いかに社会が高度化した21世紀であれ、その主人公が生身の人間である限り、
人の目や口は塞げない。

物理的な因果関係とは無関係に、人の思惑や憶測は飛び交い、時にそれが物事
の因果関係を支配してしまう場合すらある。

野村證券社員らによるインサイダー取引事件をめぐっては、それをまざまざと
見せ付けられた。

野村證券でM&Aなどを担当する企業情報部に所属していた、香港現地法人の
中国人社員は、東証2部上場の富士通デバイス(現富士通エレクトロニクス)
が株式交換によって富士通の完全子会社になるとの内部情報を入手、中国人仲
間二人と共謀し、株価上昇が見込まれる同社株などを購入して、4000万円
前後の利益を得た証券取引法違反容疑で、東京地検特捜部に逮捕された。

マーケット倫理浄化の先頭に立つべき、“天下の野村”の社員のインサイダー
取引に、誰もが驚いた。

捜査の端緒を入手し、検察を動かしたのは、証券取引等監視委員会である。

この仕事には相当の評価なされてしかるべきなのだが、なぜかマーケットには
憶測が流れ、監視委に反発する動きが見られるのだ。

関係者が明かす。

「『野村本体が家宅捜索を受けなかったはなぜか』という話です。

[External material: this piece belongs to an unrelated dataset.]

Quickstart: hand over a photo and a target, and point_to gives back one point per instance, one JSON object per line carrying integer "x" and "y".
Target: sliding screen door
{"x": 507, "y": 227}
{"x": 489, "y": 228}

個人犯罪だ
としても相当に悪質だし、業務上の情報をもとにしたインサイダー取引なのだ
から、情報の流通ルートの解明に捜索が入るのが普通。多くの関係先が捜索を
受けながら、野村本体が捜索を回避できたのは、野村OBの熊野祥三氏が監視
委の委員を務めているからではないか――と囁かれているのです。『監視委は、
委員の出身母体だから捜索をしなかったのか。そういう手心を加えるなど、捜
査機関としては言語道断である』という反発の空気が証券界に広がっているわ
けです」

監視委は、調査官たちを統括する事務局が提案する案件を、委員長と二人の委
員が合議で決済する。

まさに最高幹部である委員は現在、公認会計士の福田真也氏と、野村證券で4
0年近い勤務経験を持ち取締役まで経験した熊野氏。

「証券業界での経験を買われた」(関係者)という熊野氏は、2006年6月
に委員長補佐官に抜擢され、昨年7月に委員に昇格している。

「監視委が熊野氏に配慮し、野村本体への捜索を控えたのではないか」という
マーケットの疑念は、熊野氏が監視委委員就任後も、委員室で野村幹部と頻繁
に会っていた事実を元に発生している。

だが現実問題として、マーケットが疑うような「監視委と野村の癒着」は考え
にくい。

検察出身である佐渡賢一委員長の性格を反映し、熊野氏に“野村贔屓”があっ
たとしても、それがまかり通るような緩さは、現在の監視委にはない。

検察担当の社会部記者は、「監視委は野村への捜索令状も用意していました。
しかし、野村が必要資料の任意提出に応じたため、令状を行使する必要がなく
なったのです」と、野村への捜索が行なわれなかった理由を明かす。

マーケットの疑念は全くの憶測に過ぎない。

とはいえ、監視委にとって、この憶測が意味するものは軽くない。マーケット
の憶測の根には、摘発対象とすべき業界から最高幹部の委員を招聘している
“矛盾人事”がある。

監視委や政府は、その人事・人選の正当性を強調するが、いくら理屈をならべ
たところで、その本質的な矛盾を関係者の目は見逃さない。

野村事件は、事件の摘発よりも、それを見守る関係者の憶測の方が正鵠を射た
好例と解釈すべきかもしれない。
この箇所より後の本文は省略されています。